Acrobat Reader: Adobe reagiert auf monatelang ausgenutzte Sicherheitslücke
Erst vor wenigen Tagen wurde bekannt, dass in dem weitverbreiteten PDF-Anzeigetool Adobe Reader eine gefährliche Sicherheitslücke klafft, die schon mindestens seit November 2025 aktiv ausgenutzt wird. Diese Lücke hat Adobe nun geschlossen. Anwender sollten zügig das neueste Update einspielen, um ihre Systeme vor einer möglichen Kompromittierung zu schützen.

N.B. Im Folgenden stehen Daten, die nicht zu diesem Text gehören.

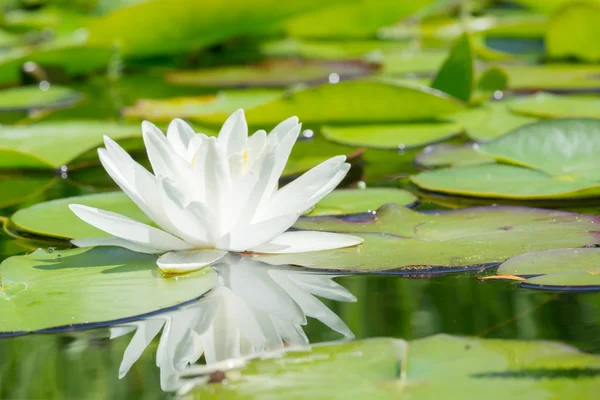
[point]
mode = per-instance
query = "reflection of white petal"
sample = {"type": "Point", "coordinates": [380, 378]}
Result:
{"type": "Point", "coordinates": [181, 261]}
{"type": "Point", "coordinates": [251, 282]}
{"type": "Point", "coordinates": [129, 229]}
{"type": "Point", "coordinates": [146, 331]}
{"type": "Point", "coordinates": [305, 241]}
{"type": "Point", "coordinates": [114, 241]}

Laut Sicherheitsmeldung des Herstellers(öffnet im neuen Fenster) ist die Lücke inzwischen als CVE-2026-34621(öffnet im neuen Fenster) registriert und verfügt über einen hohen Schweregrad (CVSS: 8,6). Ursache ist den Angaben zufolge eine "unsachgemäß kontrollierte Änderung von Attributen eines Objektprototyps". Angreifer können dadurch Code im Kontext des aktuellen Benutzers zur Ausführung bringen.
Für einen erfolgreichen Angriff ist nur eine geringfügige Nutzerinteraktion erforderlich. Wie auch der Sicherheitsforscher Haifei Li schon in der vergangenen Woche erklärte, muss das Opfer dafür lediglich eine speziell gestaltete PDF-Datei mit dem Adobe Reader öffnen. Der von Li entdeckte Exploit leitet zwar zunächst nur lokale Daten aus, der Angreifer kann damit aber auch Schadcode für weiterführende Angriffe nachladen.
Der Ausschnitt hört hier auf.